Thank you for contacting me about plastic microbeads used in cosmetic products.

I understand and share your concerns about the impact these ingredients can have on the marine environment and fish. I was amazed to discover the extent of their use both in cosmetic and cleaning products. In sessions with the Environmental Audit Committee, I have been horrified to hear of their spread in the oceans. However I am pleased that the UK and our EU neighbours are now working with the industry to see their use phased out voluntarily.

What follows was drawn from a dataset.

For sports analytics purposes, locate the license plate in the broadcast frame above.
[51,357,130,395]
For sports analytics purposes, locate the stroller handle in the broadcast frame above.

The UK, along with several of our neighbours, is party to an international organisation known as the Oslo and Paris Convention for the Protection of the North East Atlantic. One of its most important objectives is to reduce marine litter, and in 2014 its members agreed a regional action plan to address this problem. The plan includes action on microplastics, and involves co-operating with manufacturers to achieve a voluntary phase out of their use in cosmetics and personal care products.

I am delighted to read that one of the large supermarket chains, Waitrose, has pledged, that by September 2016, they will not sell any branded cosmetic product containing microbeads. Their own branded rage has always been micro-plastic free and I hope the other supermarkets will follow their lead. Much of the cosmetic which use microbeads, could easily be replaced by natural ‘abrasive products’ such as rice, beans or dried apricot kernels.

Following this agreement the European trade body for the industry, Cosmetics Europe, issued a formal recommendation to its member companies to discontinue the use of microbeads in these products. It also noted that many of its member companies had done so already. Should this not be effective, I would be prepared to campaign for a total ban. I have certainly tried to impose one at home.